Black people account for 20% of diagnosed COVID-19 infections and 22% of associated deaths nationally, while representing only 13% of the U.S. population, according to GSU. Because testing is limited among minority populations, infections in Black communities are less likely to be diagnosed relative to infections among white individuals, the school says. The lack of data makes it difficult to understand the extent of how COVID-19 disproportionately affects Black populations.

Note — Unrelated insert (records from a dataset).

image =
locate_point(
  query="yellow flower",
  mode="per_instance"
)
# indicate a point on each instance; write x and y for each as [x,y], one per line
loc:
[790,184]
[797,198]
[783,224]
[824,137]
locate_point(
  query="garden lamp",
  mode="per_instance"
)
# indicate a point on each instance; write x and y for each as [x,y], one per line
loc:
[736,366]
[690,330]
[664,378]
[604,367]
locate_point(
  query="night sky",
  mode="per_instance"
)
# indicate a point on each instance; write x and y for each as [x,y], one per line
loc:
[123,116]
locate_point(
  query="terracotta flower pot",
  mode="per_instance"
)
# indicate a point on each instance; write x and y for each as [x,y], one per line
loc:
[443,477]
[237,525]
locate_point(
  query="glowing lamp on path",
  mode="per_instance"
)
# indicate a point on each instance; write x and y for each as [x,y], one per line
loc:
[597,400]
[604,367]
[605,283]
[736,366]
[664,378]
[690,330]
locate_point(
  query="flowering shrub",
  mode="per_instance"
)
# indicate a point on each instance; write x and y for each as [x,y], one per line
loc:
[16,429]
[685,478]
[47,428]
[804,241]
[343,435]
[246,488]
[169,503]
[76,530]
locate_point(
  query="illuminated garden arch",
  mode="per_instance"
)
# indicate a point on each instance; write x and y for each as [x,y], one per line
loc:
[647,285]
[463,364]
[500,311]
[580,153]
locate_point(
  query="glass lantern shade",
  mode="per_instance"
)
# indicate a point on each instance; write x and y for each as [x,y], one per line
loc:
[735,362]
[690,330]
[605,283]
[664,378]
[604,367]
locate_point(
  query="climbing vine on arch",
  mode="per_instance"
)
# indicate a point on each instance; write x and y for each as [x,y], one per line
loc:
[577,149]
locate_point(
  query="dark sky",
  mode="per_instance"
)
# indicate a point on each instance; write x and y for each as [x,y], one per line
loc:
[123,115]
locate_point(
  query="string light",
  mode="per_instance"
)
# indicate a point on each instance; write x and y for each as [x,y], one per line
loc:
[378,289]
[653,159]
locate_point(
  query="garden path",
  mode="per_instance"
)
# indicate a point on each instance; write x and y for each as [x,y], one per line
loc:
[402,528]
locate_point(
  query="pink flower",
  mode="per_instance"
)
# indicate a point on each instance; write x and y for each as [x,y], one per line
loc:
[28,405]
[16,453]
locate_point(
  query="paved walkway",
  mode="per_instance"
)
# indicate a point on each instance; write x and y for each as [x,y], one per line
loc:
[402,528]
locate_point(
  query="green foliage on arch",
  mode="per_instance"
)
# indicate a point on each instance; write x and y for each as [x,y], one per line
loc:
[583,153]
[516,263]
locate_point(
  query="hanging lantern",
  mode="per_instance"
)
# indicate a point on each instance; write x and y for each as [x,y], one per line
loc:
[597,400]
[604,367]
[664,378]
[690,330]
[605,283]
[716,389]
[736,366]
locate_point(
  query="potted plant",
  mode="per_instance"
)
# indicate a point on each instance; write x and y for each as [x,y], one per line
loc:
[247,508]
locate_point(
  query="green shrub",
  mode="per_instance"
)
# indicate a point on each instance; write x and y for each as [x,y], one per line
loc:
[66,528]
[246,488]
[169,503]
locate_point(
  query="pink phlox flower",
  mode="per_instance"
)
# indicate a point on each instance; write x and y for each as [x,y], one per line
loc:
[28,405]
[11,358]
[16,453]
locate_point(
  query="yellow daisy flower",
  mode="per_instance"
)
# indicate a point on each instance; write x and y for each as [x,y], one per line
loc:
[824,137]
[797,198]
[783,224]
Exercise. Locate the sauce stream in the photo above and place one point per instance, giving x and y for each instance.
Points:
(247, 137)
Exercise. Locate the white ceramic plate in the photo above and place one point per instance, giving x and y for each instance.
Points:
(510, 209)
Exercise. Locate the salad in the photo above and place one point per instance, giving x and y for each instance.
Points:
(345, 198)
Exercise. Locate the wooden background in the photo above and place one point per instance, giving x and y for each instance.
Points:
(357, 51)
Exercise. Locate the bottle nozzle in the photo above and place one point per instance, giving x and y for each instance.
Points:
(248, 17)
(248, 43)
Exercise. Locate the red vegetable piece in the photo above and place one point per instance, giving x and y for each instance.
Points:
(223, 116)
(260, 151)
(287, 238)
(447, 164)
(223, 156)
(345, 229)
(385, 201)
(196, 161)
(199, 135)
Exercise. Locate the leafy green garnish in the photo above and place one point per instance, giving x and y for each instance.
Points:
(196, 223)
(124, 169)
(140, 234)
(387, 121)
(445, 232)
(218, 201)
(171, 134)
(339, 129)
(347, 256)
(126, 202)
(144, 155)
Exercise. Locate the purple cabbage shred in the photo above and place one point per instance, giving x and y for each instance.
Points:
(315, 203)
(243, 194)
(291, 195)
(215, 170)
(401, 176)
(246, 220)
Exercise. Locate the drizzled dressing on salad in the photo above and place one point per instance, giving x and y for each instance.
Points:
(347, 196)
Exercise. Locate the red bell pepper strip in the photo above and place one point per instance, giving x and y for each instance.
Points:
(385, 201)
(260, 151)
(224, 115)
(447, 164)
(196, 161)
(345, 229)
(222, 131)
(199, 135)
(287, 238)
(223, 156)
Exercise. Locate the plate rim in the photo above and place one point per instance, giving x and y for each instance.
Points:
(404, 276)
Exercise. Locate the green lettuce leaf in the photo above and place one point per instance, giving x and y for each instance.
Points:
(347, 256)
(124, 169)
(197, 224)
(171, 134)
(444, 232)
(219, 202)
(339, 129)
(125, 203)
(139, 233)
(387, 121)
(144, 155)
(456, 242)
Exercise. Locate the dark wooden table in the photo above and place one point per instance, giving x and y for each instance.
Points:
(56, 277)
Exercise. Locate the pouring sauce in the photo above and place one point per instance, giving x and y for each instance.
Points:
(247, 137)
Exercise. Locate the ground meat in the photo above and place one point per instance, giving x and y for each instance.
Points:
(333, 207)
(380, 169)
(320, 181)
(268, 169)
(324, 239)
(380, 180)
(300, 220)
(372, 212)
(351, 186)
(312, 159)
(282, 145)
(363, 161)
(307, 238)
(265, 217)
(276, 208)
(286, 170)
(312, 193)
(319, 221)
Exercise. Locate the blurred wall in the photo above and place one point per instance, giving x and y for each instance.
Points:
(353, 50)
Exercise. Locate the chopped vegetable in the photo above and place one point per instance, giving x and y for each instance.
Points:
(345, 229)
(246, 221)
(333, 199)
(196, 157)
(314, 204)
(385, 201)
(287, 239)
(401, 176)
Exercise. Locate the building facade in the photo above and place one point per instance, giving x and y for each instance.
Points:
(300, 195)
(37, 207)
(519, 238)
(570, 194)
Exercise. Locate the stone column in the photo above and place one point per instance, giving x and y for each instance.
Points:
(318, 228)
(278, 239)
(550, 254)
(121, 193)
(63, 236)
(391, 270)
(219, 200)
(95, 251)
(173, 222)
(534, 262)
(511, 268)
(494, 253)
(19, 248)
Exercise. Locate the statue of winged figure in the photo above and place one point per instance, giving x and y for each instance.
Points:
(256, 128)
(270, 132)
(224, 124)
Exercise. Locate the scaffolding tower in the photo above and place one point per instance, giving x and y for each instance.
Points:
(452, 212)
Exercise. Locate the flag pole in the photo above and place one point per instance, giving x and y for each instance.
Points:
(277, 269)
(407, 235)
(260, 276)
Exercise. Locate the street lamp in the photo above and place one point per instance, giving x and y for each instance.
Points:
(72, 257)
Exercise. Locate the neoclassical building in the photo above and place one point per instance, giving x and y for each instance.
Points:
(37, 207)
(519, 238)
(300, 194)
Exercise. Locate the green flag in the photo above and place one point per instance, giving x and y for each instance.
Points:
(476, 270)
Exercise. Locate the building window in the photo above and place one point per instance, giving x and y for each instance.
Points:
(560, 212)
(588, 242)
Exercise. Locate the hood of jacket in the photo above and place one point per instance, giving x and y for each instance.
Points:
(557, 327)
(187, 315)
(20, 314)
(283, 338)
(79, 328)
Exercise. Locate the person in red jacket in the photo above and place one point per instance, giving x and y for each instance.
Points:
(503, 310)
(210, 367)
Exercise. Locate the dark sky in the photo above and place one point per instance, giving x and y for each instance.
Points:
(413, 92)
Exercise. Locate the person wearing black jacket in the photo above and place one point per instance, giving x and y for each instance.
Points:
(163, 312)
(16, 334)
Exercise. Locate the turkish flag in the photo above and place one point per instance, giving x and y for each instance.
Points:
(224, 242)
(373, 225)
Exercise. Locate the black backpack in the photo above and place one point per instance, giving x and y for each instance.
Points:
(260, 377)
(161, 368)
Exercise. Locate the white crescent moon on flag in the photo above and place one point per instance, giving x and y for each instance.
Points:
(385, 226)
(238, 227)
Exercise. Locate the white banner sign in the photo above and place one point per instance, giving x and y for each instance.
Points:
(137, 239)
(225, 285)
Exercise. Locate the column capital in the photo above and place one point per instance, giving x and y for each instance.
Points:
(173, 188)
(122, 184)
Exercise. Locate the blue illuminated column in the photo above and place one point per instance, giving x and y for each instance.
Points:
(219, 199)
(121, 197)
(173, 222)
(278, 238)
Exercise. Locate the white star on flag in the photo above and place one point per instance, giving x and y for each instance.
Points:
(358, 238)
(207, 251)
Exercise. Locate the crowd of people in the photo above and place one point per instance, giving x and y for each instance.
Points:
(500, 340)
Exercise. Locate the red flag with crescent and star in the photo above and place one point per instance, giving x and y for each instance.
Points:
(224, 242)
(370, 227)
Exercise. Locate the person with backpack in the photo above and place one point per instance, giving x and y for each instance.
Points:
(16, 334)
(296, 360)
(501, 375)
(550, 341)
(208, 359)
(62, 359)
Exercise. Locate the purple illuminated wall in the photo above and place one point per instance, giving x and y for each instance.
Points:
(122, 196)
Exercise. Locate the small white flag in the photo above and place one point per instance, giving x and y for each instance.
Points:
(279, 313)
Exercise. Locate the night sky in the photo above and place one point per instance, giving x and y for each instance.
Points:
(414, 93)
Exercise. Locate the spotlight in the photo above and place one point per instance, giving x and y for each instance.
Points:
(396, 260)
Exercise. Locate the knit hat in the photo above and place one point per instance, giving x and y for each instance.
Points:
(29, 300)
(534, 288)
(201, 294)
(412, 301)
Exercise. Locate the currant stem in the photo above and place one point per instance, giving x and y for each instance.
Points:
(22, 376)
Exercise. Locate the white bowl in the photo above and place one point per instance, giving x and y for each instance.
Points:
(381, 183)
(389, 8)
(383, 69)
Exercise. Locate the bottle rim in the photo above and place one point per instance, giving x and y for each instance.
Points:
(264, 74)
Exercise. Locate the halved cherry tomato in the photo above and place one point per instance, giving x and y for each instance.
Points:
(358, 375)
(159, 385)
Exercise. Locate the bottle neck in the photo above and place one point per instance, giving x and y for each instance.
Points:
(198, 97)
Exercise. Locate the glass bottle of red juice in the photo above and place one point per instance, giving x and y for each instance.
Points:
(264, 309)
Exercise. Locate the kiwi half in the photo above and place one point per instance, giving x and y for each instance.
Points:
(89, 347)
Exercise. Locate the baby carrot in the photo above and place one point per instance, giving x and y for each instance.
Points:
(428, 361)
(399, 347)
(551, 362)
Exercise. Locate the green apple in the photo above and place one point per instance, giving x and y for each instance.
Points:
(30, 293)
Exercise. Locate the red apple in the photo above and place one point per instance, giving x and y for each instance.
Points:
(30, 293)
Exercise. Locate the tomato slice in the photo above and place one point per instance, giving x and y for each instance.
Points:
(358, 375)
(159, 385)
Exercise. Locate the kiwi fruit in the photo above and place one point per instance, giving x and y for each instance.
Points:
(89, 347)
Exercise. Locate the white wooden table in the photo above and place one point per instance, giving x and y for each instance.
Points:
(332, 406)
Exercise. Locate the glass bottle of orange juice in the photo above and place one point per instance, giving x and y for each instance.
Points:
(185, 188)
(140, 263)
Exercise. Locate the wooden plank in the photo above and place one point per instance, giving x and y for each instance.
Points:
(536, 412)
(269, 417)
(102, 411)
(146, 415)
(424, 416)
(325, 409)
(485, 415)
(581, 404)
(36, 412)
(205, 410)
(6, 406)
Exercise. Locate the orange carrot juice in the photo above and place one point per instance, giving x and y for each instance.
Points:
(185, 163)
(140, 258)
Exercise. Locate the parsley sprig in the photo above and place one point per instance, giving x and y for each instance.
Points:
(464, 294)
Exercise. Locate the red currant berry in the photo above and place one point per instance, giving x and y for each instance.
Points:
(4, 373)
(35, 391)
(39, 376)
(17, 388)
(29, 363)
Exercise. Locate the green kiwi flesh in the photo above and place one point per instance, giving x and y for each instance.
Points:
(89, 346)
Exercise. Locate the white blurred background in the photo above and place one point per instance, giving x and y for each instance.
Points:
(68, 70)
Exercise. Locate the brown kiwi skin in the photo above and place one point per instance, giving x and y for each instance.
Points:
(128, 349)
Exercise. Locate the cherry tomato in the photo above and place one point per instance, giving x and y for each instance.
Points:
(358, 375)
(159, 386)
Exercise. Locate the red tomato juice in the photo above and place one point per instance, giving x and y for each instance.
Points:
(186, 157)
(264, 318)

“By better understanding barriers and motivations for participation, we hope to make COVID-19 research more inclusive of Black communities,” Bradley said in the release. “Increasing representation is critical to improving the acceptability and effectiveness of other public health strategies, such as vaccine rollout, for minority communities with the highest risk.”
GSU said a community advisory board of leaders from professional, faith-based and health organizations serving Black communities in Atlanta will “provide culturally relevant guidance on the project.”
The NIH’s RADx-UP program aims to better understand COVID-19 testing patterns among underserved and vulnerable populations, strengthen the data on disparities in infection rates, disease progression and outcomes, and develop strategies to reduce the disparities in COVID-19 testing. It is a part of the agency’s broader Rapid Acceleration of Diagnostics (RADx) initiative.
Co-principal investigators of the study are Dr. Richard Rothenberg, an infectious disease expert and Regents’ Professor in the Department of Population Health Sciences; Dr. Dennis Reidy, assistant professor in the Department of Health Policy & Behavioral Sciences; and Dr. Veronica Newton, assistant professor in the Department of Sociology. The team includes Dázon Dixon Diallo, the founder and president of SisterLove, Inc., and Herschel Smith, a Ph.D. student in the School of Public Health.